Но в Петрограде все тоже сложилось непросто и не сразу. Первые два месяца он жил как в тумане — бегал с митинга на митинг, с собрания на собрание, вслушиваясь, всматриваясь, вбирая в себя революционный гул. Потом встали обычные ежедневные заботы, в том числе и самая простая — о хлебе насущном, который надо где-то зарабатывать. Можно было поискать место в одном из учебных заведений, но Шмидту хотелось, чтобы новая работа была ближе связана с повседневными заботами страны. Поэтому он пустил в дело не университетский, а продовольственный мандат.

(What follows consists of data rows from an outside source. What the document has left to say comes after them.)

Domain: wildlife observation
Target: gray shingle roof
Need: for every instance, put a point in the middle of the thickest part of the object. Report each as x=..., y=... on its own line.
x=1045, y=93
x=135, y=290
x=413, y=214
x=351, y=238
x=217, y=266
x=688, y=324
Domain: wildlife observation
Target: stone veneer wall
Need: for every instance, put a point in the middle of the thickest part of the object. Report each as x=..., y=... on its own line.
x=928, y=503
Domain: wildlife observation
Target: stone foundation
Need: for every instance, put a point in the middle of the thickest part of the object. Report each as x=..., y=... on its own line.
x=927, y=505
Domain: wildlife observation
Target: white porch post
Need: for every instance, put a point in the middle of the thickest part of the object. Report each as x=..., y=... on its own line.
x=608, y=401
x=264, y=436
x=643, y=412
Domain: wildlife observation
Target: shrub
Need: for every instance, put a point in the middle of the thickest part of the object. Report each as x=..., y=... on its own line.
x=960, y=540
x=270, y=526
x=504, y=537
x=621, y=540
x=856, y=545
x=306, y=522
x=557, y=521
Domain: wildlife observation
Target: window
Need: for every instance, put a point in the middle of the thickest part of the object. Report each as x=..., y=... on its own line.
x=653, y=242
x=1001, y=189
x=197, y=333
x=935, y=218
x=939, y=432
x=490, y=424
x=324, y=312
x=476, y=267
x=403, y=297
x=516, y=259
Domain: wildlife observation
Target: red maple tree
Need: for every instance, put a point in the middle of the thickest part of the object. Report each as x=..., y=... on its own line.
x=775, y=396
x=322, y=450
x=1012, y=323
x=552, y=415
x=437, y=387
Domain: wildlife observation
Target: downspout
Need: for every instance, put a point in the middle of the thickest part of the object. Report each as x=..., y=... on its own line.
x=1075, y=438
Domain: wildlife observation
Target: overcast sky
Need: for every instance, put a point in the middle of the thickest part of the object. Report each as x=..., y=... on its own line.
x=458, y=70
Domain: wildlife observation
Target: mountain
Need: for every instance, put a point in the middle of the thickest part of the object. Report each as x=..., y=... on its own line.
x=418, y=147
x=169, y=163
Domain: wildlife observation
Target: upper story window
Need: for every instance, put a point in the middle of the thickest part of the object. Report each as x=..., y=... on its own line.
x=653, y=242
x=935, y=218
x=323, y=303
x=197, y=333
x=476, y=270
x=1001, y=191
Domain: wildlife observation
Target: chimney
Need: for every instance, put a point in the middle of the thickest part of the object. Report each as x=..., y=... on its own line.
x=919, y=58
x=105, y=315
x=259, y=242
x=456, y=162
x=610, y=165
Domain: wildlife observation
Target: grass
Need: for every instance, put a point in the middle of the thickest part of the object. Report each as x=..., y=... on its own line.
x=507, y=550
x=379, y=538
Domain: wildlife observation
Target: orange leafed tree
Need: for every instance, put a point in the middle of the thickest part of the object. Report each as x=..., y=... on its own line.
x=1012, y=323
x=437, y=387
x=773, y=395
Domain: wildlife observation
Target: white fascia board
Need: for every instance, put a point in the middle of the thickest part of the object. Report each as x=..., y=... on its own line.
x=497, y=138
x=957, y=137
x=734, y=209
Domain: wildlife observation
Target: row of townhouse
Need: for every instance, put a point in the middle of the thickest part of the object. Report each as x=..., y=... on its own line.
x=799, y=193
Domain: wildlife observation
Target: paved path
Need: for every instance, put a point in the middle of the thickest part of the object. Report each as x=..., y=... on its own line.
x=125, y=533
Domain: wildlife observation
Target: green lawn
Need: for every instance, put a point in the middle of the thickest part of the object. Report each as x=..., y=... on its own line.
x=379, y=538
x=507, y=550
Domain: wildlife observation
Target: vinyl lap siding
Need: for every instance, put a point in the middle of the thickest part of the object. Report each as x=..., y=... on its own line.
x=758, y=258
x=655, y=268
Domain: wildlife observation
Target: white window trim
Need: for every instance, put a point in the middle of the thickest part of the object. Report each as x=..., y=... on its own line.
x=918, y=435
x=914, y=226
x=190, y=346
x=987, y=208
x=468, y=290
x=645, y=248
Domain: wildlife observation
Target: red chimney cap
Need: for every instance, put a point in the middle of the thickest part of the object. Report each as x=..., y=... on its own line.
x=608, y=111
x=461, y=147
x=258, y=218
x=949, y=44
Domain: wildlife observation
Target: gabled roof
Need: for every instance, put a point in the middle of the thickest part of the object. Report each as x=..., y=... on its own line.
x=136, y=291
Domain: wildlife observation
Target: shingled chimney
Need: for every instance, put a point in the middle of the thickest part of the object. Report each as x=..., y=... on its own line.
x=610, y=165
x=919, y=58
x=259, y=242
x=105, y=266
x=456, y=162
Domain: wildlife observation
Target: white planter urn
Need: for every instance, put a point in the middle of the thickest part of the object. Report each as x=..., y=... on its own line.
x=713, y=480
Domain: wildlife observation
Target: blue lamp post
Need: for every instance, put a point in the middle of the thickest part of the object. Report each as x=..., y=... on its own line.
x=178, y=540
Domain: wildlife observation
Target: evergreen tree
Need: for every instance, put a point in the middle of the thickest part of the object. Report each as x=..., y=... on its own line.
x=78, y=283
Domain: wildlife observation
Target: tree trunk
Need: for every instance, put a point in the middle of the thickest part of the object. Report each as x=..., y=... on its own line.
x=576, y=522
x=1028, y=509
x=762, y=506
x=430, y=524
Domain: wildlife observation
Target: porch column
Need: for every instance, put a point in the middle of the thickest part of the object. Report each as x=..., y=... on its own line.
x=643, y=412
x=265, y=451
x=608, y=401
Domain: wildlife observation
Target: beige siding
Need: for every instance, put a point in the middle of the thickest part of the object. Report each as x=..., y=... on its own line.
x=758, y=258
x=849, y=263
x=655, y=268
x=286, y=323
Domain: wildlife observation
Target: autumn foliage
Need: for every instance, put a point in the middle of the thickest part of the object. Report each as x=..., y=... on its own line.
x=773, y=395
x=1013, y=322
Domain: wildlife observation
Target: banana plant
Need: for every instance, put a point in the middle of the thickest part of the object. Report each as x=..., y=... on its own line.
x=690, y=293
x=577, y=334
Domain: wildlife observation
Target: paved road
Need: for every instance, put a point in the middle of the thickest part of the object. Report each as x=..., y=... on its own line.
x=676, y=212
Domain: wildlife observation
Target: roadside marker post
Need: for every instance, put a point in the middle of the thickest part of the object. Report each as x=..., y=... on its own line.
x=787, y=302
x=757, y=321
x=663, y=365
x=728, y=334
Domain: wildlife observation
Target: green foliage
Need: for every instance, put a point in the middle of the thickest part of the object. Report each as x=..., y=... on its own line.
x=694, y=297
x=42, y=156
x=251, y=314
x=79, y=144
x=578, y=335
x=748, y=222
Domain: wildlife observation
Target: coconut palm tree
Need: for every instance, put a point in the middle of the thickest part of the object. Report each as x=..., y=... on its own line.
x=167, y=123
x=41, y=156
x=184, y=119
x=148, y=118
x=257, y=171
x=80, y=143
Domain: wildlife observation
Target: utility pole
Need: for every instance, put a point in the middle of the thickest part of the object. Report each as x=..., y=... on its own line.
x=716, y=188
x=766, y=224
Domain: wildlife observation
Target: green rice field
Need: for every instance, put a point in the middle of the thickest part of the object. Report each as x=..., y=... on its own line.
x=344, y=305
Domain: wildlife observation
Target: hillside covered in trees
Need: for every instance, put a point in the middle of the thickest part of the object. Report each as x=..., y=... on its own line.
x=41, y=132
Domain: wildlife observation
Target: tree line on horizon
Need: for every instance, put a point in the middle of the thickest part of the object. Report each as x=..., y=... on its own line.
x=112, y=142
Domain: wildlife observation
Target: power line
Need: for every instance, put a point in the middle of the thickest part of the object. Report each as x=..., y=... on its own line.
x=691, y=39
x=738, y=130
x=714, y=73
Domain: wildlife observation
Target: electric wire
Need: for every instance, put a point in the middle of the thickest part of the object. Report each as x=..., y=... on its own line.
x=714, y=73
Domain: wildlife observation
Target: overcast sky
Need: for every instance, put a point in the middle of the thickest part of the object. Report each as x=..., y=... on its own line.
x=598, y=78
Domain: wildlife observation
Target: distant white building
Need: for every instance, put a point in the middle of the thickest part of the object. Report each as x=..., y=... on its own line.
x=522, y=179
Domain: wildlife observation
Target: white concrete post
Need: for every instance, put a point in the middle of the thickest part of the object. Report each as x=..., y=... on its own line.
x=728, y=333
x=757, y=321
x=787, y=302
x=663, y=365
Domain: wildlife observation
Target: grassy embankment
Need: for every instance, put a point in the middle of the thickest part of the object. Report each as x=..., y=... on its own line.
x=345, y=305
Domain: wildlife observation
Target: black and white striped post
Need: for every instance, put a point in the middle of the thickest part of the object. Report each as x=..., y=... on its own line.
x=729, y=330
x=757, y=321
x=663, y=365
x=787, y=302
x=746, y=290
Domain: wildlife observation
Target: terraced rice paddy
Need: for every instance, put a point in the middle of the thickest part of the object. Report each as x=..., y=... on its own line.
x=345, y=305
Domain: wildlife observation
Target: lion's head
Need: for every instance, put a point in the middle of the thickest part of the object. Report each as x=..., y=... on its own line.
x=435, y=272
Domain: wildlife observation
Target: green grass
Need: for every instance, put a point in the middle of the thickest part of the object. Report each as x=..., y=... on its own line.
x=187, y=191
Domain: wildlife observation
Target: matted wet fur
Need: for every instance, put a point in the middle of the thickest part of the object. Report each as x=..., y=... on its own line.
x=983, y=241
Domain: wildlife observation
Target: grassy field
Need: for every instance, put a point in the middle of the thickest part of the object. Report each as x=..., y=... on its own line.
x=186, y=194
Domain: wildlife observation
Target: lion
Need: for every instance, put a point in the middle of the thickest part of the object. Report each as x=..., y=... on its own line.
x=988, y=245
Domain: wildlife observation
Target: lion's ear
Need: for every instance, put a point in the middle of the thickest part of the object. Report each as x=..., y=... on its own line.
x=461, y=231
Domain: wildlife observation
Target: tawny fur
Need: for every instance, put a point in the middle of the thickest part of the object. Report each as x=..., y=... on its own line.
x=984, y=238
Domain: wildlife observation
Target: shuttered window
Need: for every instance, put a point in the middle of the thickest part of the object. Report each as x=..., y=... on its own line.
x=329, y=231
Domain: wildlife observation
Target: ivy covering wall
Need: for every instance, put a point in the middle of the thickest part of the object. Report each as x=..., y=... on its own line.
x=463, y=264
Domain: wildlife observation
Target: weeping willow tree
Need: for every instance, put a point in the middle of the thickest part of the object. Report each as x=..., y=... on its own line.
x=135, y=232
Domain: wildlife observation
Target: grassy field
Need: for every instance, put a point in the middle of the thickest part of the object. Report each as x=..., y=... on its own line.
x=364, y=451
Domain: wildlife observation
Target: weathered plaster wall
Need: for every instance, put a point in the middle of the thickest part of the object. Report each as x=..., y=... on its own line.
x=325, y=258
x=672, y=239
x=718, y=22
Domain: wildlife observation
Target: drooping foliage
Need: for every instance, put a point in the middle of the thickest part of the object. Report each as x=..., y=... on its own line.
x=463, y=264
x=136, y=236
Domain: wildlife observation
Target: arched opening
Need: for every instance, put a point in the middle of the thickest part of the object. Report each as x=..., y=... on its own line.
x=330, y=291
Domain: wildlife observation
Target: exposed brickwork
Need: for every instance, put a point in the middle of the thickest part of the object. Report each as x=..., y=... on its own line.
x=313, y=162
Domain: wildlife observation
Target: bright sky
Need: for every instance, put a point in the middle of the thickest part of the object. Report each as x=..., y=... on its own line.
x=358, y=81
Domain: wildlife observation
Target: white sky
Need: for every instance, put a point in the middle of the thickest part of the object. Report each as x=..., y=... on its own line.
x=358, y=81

С этого момента в его делах появляются документы, написанные на бланках петроградских учреждений. Вот первый из них. «Министерство продовольствия. Канцелярия. Петроград. Аничков дворец. О. Ю. Шмидту. Приказом по Министерству продовольствия от 9 августа 1917 года за № 29 Вы определены на службу по этому ведомству старшим делопроизводителем… отдела снабжения тканями, кожею и обувью Управления по снабжению предметами первой необходимости».

Шмидт невысоко ценил свою работу в роли делопроизводителя, по собственному его признанию, никаких особых дел он не производил: «Я очень легко получил, что называется, для хлеба, для прожития какую-то должность в Министерстве продовольствия, но не столько работал, сколько бегал по митингам, ориентировался в существующем положении и заводил связи».